Les lapins sont d’une maigreur extrême, et ce depuis plus d’une semaine. Ils sont manifestement dans un état de souffrance, ce qui, en plus d’être éthiquement impardonnable, fausse significativement les résultats et biaise de manière importante les articles scientifiques qui vont en découler.
« Ils étaient à 50 % de perte de poids. Normalement, on ne dépasse pas 20 %. » Ce seuil fait partie des « points limites » décidés par le comité d’éthique : des indicateurs de souffrance qui imposent la fin de l’expérimentation via l’euthanasie des animaux pour leur éviter de souffrir.
Elle envoie un mail à sa responsable et aux employés concernés. Réponse : tout va bien. On lui explique, graphique à l’appui, que la situation est gérée et que les personnes chargées des expériences s’évertuent à donner des compléments alimentaires et des bananes aux lapins pour leur faire reprendre du poids. En somme : circulez, il n’y a rien à voir.
Elle transmet alors ses observations à la direction de l’ESRF qui se contente de prendre acte des « problèmes relationnels » existant dans l’équipe et lui propose de rejoindre le comité d’éthique dédié à l’animalerie de l’ESRF – un comité normalement indépendant qui étudie et valide les projets de recherche déposés par les chercheurs et leurs équipes, de sorte à donner un cadre à l’expérience, tant en termes d’éthique et de bien-être animal que de réalité scientifique et méthodologique.

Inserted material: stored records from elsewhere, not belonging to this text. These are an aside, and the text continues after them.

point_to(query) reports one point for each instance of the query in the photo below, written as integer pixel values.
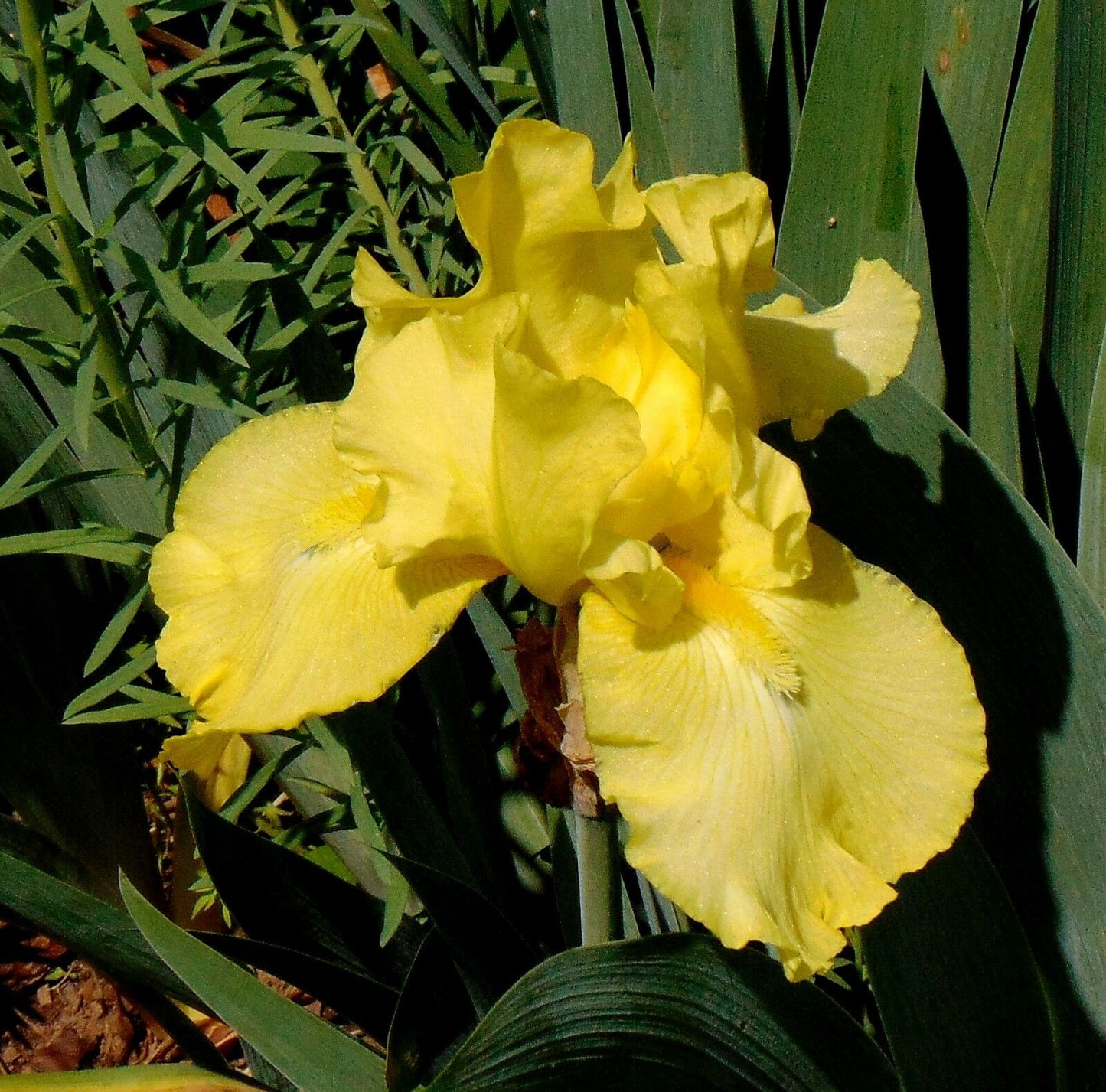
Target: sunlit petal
(542, 228)
(219, 759)
(810, 366)
(725, 221)
(482, 452)
(276, 607)
(782, 756)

Hélène accepte en gardant en tête que ce comité est bénévole : lorsque des salariés d’établissements de recherche en font partie, c’est à titre bénévole, sans rémunération et sans lien de subordination, afin de préserver son indépendance.
Un comité d’éthique défaillant
Un nouveau cycle d’alertes commence alors. Lors de la création de ce comité d’éthique, sa supérieure hiérarchique – qui est également la responsable de l’animalerie de l’ESRF – demande à avoir un comité d’éthique dédié au site. Ce n’est pas contraire à la réglementation en vigueur mais le fait que ce comité soit composé à 80 % de personnel de l’ESRF ne va pas sans soulever des questionnements sur les risques de conflits d’intérêt, d’influences hiérarchiques et de représailles potentielles.
Hélène constate rapidement que le comité d’éthique ne suit pas les règles imposées par le ministère de la Recherche.